The last of 15 Competizione-specification Daytonas built by the factory, chassis number 16425 was completed by Ferrari in 1972 and shipped to Ecurie Francorchamps in Belgium to contest the 1,000 km of Spa and the 1973 24 Hours of Le Mans. Driven to a 12th overall/3rd in class finish at Spa and a 20th overall/4th in class finish at Le Mans, the car was exported to the U.K. when purchased by a British enthusiast in the late 1970s and was kept in static storage for the last 20 years, a number of which had been spent under the watchful gaze of us here at DK Engineering.
It was decided that the car would be brought out of hibernation and return to the public eye. Left unrestored, a sympathetic overhaul has been carried out to ensure that the essence of Le Sarthe remains on this preservation great.

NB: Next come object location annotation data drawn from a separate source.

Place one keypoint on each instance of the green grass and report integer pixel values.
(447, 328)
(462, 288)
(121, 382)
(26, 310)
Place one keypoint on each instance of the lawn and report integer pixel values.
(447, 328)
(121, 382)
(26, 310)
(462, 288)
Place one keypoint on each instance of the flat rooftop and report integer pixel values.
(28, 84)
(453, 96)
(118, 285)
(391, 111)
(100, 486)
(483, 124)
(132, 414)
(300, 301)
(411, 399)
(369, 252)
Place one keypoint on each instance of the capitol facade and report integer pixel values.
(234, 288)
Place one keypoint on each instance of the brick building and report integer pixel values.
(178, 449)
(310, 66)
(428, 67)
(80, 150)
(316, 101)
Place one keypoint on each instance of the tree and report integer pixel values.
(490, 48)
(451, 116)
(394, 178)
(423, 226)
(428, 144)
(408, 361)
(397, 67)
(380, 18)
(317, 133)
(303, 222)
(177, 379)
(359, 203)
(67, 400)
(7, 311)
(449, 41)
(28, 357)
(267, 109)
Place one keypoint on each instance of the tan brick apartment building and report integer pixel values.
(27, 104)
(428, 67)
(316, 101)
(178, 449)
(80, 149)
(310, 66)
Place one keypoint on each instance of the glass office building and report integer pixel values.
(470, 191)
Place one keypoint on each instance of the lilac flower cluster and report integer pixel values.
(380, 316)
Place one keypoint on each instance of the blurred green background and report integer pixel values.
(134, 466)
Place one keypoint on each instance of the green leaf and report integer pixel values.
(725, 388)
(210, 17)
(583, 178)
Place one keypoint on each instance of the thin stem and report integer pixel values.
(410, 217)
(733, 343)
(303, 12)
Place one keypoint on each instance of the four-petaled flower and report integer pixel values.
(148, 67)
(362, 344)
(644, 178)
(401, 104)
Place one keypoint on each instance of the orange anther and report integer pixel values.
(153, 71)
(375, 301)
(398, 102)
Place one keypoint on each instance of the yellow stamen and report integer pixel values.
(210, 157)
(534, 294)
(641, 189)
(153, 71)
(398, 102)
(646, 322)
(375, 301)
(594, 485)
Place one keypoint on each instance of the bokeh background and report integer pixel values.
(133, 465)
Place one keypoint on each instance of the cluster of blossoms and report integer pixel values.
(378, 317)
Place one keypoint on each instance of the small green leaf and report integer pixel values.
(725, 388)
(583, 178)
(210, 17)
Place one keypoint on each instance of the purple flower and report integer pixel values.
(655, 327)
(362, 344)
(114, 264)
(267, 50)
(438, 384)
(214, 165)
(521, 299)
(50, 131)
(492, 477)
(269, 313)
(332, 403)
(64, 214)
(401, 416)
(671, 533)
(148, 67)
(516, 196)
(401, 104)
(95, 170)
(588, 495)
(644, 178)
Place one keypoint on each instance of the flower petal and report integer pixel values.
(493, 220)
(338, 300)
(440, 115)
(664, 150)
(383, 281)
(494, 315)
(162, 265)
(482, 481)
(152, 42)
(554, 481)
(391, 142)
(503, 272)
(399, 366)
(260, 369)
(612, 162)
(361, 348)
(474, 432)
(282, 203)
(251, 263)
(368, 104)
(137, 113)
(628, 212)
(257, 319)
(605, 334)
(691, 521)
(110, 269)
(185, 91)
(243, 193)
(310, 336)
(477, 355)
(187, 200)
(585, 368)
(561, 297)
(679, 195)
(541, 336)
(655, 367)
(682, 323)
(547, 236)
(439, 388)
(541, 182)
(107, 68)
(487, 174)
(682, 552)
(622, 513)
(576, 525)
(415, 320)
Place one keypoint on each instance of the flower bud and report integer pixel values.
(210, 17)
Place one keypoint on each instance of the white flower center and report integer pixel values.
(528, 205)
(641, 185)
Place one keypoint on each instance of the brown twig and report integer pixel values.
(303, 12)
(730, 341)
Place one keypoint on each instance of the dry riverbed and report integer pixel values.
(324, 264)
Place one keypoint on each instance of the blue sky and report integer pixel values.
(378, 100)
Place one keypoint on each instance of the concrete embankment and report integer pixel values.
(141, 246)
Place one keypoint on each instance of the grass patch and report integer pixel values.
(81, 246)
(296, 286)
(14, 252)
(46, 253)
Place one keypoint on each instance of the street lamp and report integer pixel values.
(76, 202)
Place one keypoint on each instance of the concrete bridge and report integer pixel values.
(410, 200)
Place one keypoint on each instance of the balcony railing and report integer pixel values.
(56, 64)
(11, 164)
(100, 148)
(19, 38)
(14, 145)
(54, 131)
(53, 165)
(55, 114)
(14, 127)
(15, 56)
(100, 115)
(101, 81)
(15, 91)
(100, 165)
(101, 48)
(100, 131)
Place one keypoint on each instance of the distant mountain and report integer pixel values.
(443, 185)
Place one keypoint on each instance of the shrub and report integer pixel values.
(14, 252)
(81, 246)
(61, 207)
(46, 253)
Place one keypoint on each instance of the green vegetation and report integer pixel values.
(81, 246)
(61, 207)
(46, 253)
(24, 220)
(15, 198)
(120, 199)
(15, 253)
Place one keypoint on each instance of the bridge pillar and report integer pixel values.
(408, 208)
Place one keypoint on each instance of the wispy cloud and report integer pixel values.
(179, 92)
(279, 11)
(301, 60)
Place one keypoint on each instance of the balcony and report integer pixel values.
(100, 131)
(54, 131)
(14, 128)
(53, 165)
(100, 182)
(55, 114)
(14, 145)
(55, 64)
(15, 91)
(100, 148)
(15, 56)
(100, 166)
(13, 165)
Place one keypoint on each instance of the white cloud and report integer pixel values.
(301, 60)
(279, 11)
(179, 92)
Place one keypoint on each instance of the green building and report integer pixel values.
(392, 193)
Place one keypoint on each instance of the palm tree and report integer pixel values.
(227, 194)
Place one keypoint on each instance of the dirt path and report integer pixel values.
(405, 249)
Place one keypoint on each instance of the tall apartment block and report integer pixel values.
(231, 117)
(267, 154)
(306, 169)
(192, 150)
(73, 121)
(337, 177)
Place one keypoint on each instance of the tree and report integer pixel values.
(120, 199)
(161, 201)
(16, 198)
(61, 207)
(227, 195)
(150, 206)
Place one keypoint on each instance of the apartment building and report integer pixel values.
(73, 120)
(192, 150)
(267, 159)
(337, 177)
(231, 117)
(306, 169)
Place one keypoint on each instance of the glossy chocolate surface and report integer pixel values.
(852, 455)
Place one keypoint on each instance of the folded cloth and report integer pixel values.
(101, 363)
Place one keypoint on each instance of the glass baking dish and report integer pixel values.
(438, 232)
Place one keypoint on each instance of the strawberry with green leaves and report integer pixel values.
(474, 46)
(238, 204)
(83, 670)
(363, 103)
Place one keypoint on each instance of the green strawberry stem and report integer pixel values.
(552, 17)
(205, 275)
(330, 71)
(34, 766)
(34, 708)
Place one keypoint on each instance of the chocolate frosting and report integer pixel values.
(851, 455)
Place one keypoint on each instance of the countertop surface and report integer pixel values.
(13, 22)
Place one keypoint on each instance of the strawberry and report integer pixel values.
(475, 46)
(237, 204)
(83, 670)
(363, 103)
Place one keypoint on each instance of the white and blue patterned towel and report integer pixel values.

Upon rebuilding the engine, it was noticed that the pistons were dated before the 1973 24 Hours of Le Mans so they were removed and preserved for posterity. The car was displayed Royal Concours of Elegance at Windsor Castle and driven on the associated tour, the first appearance of its type in the cars history.
After appearing at some more shows, including the 2017 Cavallino Classic, it was decided that the car would be used as Ferrari would have intended and it received further mechanical work by us at DK Engineering to prepare it for use in the 2018 Modena Centro Ore. Piloted by David and James Cottingham, it attracted a great deal of attention on the tour, not only for its blistering pace, but also for its historical significance and sonorous exhaust note. The Daytona returned to Italy for the Modena Centro Ore the next year, with James and his soon-to-be wife as co-driver. The car performed wonderfully on a mix of roads and circuits, and was awarded the special Brandoli Trophy, for the best preserved car at the event.